Bob ... with all due respect ... the Rybka Cluster has nothing to do with parrallel search as you define it, and has obviously taken a completely different route from that type of setup. You might be right that the 100 elo figure sounds high ... but that was in testing in blitz games and on that platform 100 elo sounds more than plausible. At LTC it could be a little less ... but not by much.
For Robert Hyatt and Vincent maybe some interesting information was posted about Rybka's cluster set-up that they have not yet read.

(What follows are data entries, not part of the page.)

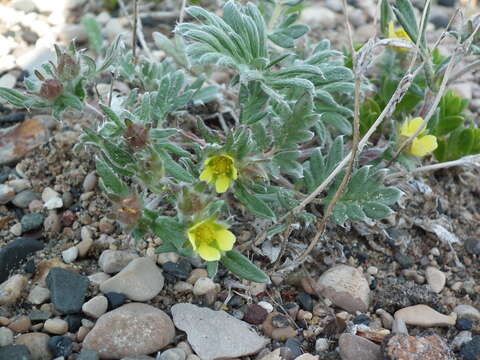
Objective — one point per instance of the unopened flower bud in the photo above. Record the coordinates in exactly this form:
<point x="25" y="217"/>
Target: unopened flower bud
<point x="51" y="89"/>
<point x="136" y="136"/>
<point x="128" y="210"/>
<point x="67" y="67"/>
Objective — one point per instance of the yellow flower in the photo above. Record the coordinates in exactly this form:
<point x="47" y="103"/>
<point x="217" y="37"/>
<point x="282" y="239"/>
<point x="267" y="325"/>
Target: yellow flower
<point x="398" y="33"/>
<point x="210" y="238"/>
<point x="221" y="170"/>
<point x="422" y="144"/>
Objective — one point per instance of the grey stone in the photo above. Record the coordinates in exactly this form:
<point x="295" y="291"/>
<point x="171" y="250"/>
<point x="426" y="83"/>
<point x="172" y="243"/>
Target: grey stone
<point x="216" y="334"/>
<point x="32" y="222"/>
<point x="140" y="280"/>
<point x="13" y="254"/>
<point x="346" y="287"/>
<point x="132" y="329"/>
<point x="86" y="354"/>
<point x="17" y="352"/>
<point x="24" y="198"/>
<point x="67" y="290"/>
<point x="353" y="347"/>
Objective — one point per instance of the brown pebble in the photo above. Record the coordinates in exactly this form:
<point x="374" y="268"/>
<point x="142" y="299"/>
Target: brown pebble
<point x="20" y="324"/>
<point x="82" y="332"/>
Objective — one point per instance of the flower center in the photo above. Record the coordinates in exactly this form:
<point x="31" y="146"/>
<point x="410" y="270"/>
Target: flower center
<point x="205" y="235"/>
<point x="221" y="166"/>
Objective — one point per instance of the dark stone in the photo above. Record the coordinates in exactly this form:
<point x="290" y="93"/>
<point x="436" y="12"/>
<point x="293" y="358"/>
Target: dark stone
<point x="305" y="301"/>
<point x="472" y="246"/>
<point x="404" y="260"/>
<point x="39" y="315"/>
<point x="179" y="270"/>
<point x="255" y="314"/>
<point x="235" y="301"/>
<point x="449" y="3"/>
<point x="30" y="267"/>
<point x="12" y="254"/>
<point x="397" y="293"/>
<point x="32" y="222"/>
<point x="60" y="346"/>
<point x="464" y="324"/>
<point x="295" y="346"/>
<point x="471" y="350"/>
<point x="115" y="300"/>
<point x="15" y="352"/>
<point x="67" y="289"/>
<point x="280" y="321"/>
<point x="74" y="322"/>
<point x="361" y="319"/>
<point x="87" y="354"/>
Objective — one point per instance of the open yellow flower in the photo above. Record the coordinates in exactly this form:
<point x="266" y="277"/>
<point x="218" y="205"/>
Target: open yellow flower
<point x="210" y="238"/>
<point x="422" y="144"/>
<point x="398" y="33"/>
<point x="221" y="170"/>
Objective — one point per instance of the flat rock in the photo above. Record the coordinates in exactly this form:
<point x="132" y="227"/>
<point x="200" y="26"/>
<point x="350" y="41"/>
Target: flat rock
<point x="17" y="140"/>
<point x="112" y="261"/>
<point x="140" y="280"/>
<point x="424" y="316"/>
<point x="346" y="287"/>
<point x="216" y="334"/>
<point x="11" y="290"/>
<point x="429" y="346"/>
<point x="67" y="290"/>
<point x="132" y="329"/>
<point x="467" y="311"/>
<point x="13" y="254"/>
<point x="353" y="347"/>
<point x="36" y="344"/>
<point x="17" y="352"/>
<point x="435" y="278"/>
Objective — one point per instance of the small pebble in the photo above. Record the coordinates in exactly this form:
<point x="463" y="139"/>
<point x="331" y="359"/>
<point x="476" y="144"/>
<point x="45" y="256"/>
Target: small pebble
<point x="6" y="336"/>
<point x="464" y="324"/>
<point x="56" y="326"/>
<point x="96" y="306"/>
<point x="115" y="300"/>
<point x="70" y="255"/>
<point x="60" y="346"/>
<point x="203" y="286"/>
<point x="266" y="305"/>
<point x="90" y="182"/>
<point x="20" y="324"/>
<point x="322" y="345"/>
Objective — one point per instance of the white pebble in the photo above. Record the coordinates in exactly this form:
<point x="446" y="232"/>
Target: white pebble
<point x="56" y="326"/>
<point x="70" y="255"/>
<point x="266" y="305"/>
<point x="95" y="307"/>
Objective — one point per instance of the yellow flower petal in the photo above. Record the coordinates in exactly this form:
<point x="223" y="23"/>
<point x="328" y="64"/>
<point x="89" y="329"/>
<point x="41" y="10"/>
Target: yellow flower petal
<point x="423" y="145"/>
<point x="192" y="238"/>
<point x="225" y="240"/>
<point x="206" y="175"/>
<point x="222" y="183"/>
<point x="391" y="30"/>
<point x="409" y="127"/>
<point x="208" y="253"/>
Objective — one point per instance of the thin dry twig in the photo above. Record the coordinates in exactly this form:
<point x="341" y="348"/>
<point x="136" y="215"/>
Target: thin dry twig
<point x="138" y="26"/>
<point x="321" y="225"/>
<point x="182" y="11"/>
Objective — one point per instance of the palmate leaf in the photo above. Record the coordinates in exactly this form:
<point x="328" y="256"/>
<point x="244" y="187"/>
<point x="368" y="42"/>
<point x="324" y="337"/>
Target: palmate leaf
<point x="237" y="38"/>
<point x="365" y="197"/>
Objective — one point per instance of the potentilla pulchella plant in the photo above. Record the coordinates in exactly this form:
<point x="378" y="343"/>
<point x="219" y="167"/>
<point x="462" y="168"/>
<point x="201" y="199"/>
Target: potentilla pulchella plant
<point x="289" y="132"/>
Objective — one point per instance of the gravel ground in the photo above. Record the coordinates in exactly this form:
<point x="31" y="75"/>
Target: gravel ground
<point x="407" y="287"/>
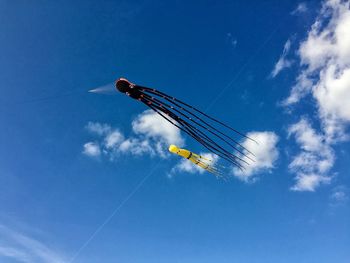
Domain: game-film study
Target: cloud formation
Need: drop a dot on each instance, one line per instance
(324, 73)
(266, 154)
(188, 167)
(151, 135)
(325, 68)
(282, 62)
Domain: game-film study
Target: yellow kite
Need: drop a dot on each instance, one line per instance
(197, 159)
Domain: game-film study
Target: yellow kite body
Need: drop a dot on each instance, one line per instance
(197, 159)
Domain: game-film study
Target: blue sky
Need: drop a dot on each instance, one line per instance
(277, 70)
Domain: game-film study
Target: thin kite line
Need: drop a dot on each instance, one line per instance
(143, 180)
(243, 68)
(116, 210)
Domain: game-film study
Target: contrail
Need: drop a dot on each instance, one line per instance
(105, 89)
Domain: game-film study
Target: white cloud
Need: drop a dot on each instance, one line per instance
(22, 248)
(309, 182)
(151, 135)
(91, 149)
(324, 76)
(325, 71)
(187, 166)
(314, 160)
(113, 139)
(339, 196)
(152, 125)
(98, 128)
(282, 62)
(301, 8)
(266, 153)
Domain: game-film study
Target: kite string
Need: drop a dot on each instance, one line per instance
(154, 168)
(115, 211)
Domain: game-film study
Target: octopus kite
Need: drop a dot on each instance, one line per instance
(192, 121)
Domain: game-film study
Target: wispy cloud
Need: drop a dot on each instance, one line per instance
(186, 166)
(339, 196)
(23, 248)
(151, 135)
(301, 8)
(282, 62)
(312, 164)
(266, 154)
(324, 73)
(91, 149)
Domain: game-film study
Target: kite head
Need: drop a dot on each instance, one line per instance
(173, 148)
(123, 85)
(128, 88)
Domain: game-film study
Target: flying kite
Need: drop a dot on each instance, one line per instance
(192, 121)
(198, 160)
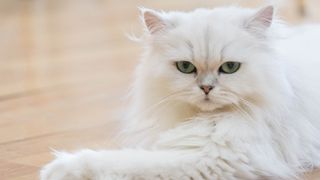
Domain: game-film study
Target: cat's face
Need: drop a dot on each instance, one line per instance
(210, 59)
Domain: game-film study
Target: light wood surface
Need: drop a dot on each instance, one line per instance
(65, 68)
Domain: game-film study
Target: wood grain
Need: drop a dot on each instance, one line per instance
(65, 68)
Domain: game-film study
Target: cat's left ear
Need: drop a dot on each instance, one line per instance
(261, 20)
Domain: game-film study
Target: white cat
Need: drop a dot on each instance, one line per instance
(225, 93)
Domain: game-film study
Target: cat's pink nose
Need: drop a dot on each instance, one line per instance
(206, 89)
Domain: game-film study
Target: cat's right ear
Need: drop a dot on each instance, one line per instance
(152, 20)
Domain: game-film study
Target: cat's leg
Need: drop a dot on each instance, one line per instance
(137, 164)
(121, 165)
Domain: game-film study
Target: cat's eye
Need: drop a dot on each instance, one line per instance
(186, 67)
(229, 67)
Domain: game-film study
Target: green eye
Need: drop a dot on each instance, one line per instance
(186, 67)
(229, 67)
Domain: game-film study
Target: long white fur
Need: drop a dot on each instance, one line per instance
(263, 121)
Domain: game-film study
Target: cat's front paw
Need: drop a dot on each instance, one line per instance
(66, 167)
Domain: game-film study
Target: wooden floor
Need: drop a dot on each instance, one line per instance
(65, 67)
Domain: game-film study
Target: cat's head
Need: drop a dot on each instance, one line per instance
(211, 58)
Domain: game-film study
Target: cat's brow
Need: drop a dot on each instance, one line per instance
(190, 46)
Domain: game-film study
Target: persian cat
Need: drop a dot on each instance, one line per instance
(225, 93)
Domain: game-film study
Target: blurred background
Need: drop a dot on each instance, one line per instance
(66, 65)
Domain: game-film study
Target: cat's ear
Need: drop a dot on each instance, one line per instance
(152, 20)
(261, 20)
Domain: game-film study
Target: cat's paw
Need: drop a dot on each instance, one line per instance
(66, 167)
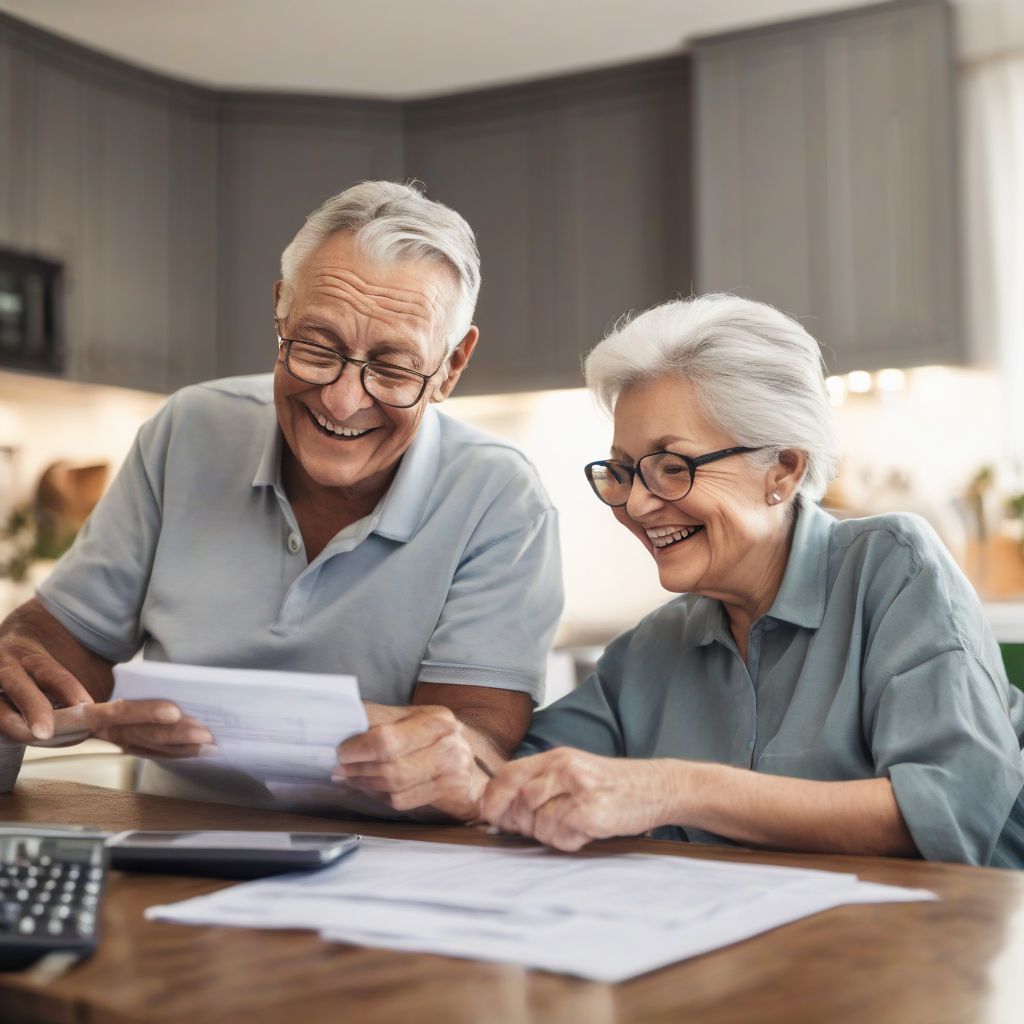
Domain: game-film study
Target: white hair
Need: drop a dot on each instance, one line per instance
(759, 375)
(392, 222)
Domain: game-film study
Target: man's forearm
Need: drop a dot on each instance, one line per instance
(857, 817)
(92, 671)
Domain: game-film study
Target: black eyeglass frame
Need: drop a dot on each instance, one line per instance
(693, 463)
(364, 365)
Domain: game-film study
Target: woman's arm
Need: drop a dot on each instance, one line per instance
(566, 798)
(859, 816)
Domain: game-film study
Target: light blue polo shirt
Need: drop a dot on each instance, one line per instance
(875, 659)
(194, 555)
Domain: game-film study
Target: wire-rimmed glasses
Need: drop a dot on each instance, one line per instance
(388, 384)
(666, 474)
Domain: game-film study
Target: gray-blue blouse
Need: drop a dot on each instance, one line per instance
(875, 659)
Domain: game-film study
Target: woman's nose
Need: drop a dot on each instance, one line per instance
(641, 502)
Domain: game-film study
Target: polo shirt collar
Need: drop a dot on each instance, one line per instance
(801, 599)
(398, 513)
(268, 470)
(402, 508)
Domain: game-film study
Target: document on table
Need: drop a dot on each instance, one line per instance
(606, 918)
(269, 725)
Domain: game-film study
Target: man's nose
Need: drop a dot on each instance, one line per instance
(641, 502)
(346, 395)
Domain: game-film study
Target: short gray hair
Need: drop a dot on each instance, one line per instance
(391, 223)
(759, 375)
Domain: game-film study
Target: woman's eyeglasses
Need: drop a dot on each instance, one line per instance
(666, 474)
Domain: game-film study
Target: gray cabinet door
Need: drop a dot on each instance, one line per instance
(16, 144)
(824, 167)
(622, 199)
(494, 166)
(280, 159)
(127, 227)
(58, 201)
(578, 192)
(193, 288)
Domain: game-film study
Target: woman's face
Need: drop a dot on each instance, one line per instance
(730, 531)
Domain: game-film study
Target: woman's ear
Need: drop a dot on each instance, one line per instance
(784, 477)
(457, 361)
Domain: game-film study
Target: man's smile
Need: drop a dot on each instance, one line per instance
(332, 430)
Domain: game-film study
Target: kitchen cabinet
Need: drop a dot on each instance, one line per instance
(127, 238)
(489, 159)
(824, 168)
(280, 158)
(578, 192)
(16, 135)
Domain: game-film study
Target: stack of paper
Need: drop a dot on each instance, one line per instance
(602, 918)
(268, 725)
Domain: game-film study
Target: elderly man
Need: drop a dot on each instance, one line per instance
(328, 520)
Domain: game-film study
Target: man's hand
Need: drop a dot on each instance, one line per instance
(42, 665)
(415, 757)
(146, 728)
(566, 798)
(32, 682)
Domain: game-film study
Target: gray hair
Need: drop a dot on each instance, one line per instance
(759, 375)
(391, 223)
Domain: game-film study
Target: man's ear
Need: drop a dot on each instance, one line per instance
(457, 361)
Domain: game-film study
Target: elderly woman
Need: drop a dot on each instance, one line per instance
(820, 685)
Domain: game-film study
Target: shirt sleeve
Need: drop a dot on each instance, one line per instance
(97, 589)
(501, 611)
(587, 718)
(942, 716)
(946, 742)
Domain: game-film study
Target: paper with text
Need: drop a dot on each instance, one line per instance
(606, 918)
(269, 725)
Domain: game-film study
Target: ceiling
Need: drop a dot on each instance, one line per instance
(391, 48)
(401, 49)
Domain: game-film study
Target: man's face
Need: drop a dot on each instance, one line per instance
(394, 314)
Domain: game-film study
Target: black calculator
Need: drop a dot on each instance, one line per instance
(50, 890)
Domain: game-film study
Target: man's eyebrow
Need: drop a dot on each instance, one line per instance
(662, 442)
(383, 348)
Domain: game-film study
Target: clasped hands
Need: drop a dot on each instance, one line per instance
(564, 798)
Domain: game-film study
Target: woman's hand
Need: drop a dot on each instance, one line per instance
(566, 798)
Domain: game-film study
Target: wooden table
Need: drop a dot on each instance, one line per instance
(958, 960)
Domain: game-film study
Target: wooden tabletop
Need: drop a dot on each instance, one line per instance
(960, 960)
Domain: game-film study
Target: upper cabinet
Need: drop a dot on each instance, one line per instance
(280, 158)
(824, 159)
(578, 192)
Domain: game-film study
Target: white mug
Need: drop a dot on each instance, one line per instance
(10, 763)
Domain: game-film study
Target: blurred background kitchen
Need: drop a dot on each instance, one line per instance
(861, 168)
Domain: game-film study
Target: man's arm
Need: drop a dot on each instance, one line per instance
(429, 754)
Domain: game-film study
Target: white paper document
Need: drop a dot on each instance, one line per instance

I don't really know what Vincent's big Beijing cover-up story is all about, maybe somebody knows the facts about that :?: :!: Hey Vincent is Toga now supposed to be part of Chessbase or something :shock:

But at least for Rybka I'm pretty sure this is or was not an SMP-box or a supercomputer and not a setup simply splitting at the root either, of course that is not all there is to it, can't be, and I don't for one second believe that Bob believes himself that Rybka's Kibitz-output would be proof of "splitting at the root" only, or not "sharing state information" between the computers as Alan put it on Rybka forum.

Well, anyway I think it was very interesting to read some more from Lukas Cimiotti and his work on the cluster.

Eelco
By Kullberg Date 2008-12-06 19:48 My cluster has only 5 computers = nodes. Each computer has 8 cores.
Hardware specs are:
Skulltrail 4 GHz
Skulltrail 3.8 GHz
Asus Z7S WS 2x X5460 @ 3.8 GHz
Asus Z7S WS 2x X5450 @ 3.6 GHz
Asus DSEB-DG 1x E5430, 1x E5420 @3 GHz (subject to change in the near future).
All computers have 8 GB of RAM each.
I built them all myself.

Regards,
Lukas on playchess I am Rechenschieber, Victor_Kullberg and Abdul H

By Roland Rösler Date 2008-12-07 01:10 1. Did you ever solve test suites or single test positions with your cluster?
1.1 If yes, what are the results in comparison to the fastest system in your Cluster?
1.1.1 Did you ever tried this test position? It needs wideness in the beginning, depth in the middle and wideness at the end; only eval >2 is solved!
1.2 If no, why not?

2. Is the Cluster a permanent configuration or is it only for big tournaments we have seen?
2.1 If yes, how many games did you play with the Cluster and what are the results (Elo ?)?
2.2 Do you believe, Cluster Rybka is better >100 Elo than your fastest system in the Cluster?
2.3 How many updates did you get from Vas after WCCC in Beijing for Cluster Rybka?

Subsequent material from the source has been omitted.